Now that you are gone, I feel the loss profoundly. I can no longer see or hear you. The limitation of my omnipotence afflicts me. I do not know whether you are safe or in danger, free or captured. And so, to distract myself, I comfort myself with the imaginary.
I see barricades. Night patrols. I see the city in frozen suspension, where folk hide behind the doors of lamplit houses, too tired and hungry from years of war to know or care that a putsch is underway in the palace tonight. I imagine braziers burning by checkpoints, stray dogs fighting with homeless drifters for bones or scraps of food tossed from windows and buried by the freshly fallen snow. Soldiers, their hands and hearts brutalised by conflict and the cold, stand by their posts awaiting news of the Svyat’s death and the destruction of a Blood their own families once fought and died for. This is what passes for progress. It is the way of things when the few live well whilst the many starve. The self-defeating disparities, the intoxicating addiction of bitterness, historical resentment. The madness of crowds. This is not the first time our world has cracked, but perhaps it will be the last.
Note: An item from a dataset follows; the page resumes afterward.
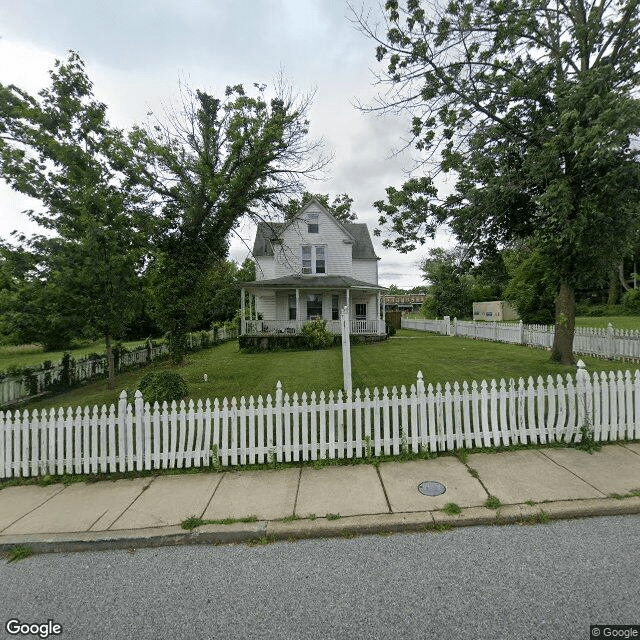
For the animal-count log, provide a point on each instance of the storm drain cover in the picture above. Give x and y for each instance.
(431, 488)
I imagine your figure skirting the perimeter of the night, negotiating lamp less side streets, keeping your body close to the walls of houses located on the outskirts of the city. To all extents you look like a suitably dressed scullery maid on her way to work the tables and kitchens at one of the few taverns still eking out a living in the capital, but you do not turn west towards the centre. Always only east, towards one of the city gates and out into the night. How you get past the soldiers, the checkpoints, the bloodhounds and swords I do not know, but I believe in your cunning, in your will to survive. It comes as naturally to you as breathing.
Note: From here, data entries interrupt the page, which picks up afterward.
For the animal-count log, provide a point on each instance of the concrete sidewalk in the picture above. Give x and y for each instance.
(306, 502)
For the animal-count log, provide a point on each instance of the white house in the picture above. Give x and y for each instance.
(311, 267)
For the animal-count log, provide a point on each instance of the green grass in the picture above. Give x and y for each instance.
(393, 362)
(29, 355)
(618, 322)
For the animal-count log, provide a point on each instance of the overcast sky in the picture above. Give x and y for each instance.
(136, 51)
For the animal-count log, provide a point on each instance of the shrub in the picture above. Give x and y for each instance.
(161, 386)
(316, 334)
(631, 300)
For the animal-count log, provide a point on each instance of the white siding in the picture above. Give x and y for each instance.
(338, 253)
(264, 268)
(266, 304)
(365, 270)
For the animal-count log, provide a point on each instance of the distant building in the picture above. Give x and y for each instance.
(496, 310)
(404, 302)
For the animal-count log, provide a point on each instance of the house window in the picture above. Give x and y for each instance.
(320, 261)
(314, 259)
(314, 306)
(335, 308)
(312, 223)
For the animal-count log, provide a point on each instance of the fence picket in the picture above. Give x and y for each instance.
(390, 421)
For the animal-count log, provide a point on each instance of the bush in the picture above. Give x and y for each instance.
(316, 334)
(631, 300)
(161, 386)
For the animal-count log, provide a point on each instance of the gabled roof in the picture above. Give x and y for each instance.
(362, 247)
I speculate further. There, where the city limits are swallowed by the arctic tundra, you stand on the Great Eastern Turnpike which snakes towards the Sealing Sea and hugs the coast for the next three hundred miles, until eventually it divides, one road leading onwards, the other heading south, penetrating the desolate interior of northern Volchok. I imagine you as a stowaway, hidden in a battered grain cart and shivering under a frost-layered tarpaulin, as the driver whips his anaemic horse onwards. I see you walking amongst refugees whose numbers swell with each passing day, driven to distraction by famine and sickness. You do not look at or converse with anyone, too afraid that you will be recognised, not as the adopted daughter of the Svyat but, with your red eyes and bleached, pigmentless skin, as a necromancer.
If I allow my imagination to flower, I see you leaving the Great Eastern Turnpike behind you, heading south through fields and thick forests knee deep in snow. The going is hard and treacherous, for the days of Volchok’s winter are as dark as its nights. You feed on whatever you can until, two weeks later, you reach the Monastery of the Blooded Three near the remote village of Ipatiev, an area still loyal to the Svyat and his imperial rule. There, for the time being, you will be safe.
That is your objective, Laika. And may the divine Neruna guide you to it.